Taking a long, slow walk amongst the Redwoods in Muir Woods, I deliberately slowed down, lingered, and sometimes stood still to feel the forest. Looking straight up I watched water drops formed in the tree tops from the light mist fall a few hundred feet. There are trees here that have stood here for more than a thousand years, my visit was just one blip in their lifespan. And here I found what I’d been looking for, what I’d hoped I’d find on this twisting drive through the hills. Here were the ancient forests of my imagination.
Seeking quiet, reverent space amongst the giants is tricky business if you only stay on the main path. No matter how much signage they put up, tourists chat like they’re at the mall, oblivious to the glorious silence. You must go there expecting this careless chatter, but you don’t have to participate in it. The best option for silence is to take the paths less taken, and Muir Woods offers these opportunities. Take any trail that scares the masses – be it mud or the promise of exertion or even a dead end sign and you quickly find yourself in relative quiet.
There are other old growth redwood forests, not enough of them we might agree, but they’re out there as state and national parks throughout the region. These offer more opportunities for isolation. Muir Woods is both the most famous and the most crowded.

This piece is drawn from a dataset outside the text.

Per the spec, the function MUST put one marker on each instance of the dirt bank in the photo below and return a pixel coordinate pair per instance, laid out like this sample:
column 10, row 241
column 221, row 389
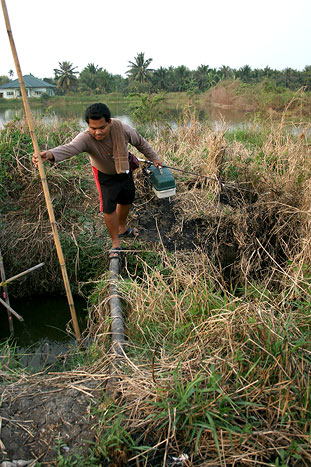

The trees won’t ever disappoint you, but your fellow man might.
If we lost all the money we have and saved these trees, it would be worthwhile, wouldn’t it?” – William Kent
William Kent purchased this land and fended off those who planned to log the redwoods to rebuild San Francisco after the 1906 earthquake and then flood the valley as a reservoir. He might have named it after himself but chose to honor John Muir. Modest? No doubt, but there’s an element of brand recognition at work here too. Since 1908, the Muir Woods National Monument has stood as protected land, surely thrilling Kent and those who worked so hard to save the trees, and capturing the imagination of reverent pilgrims ever since.
If you visit, make a parking reservation well in advance. Go as early as possible to avoid the worst of the crowds. Wear appropriate footwear for hiking the side trails. And save the casual conversation for later. For you’ll have plenty to talk about.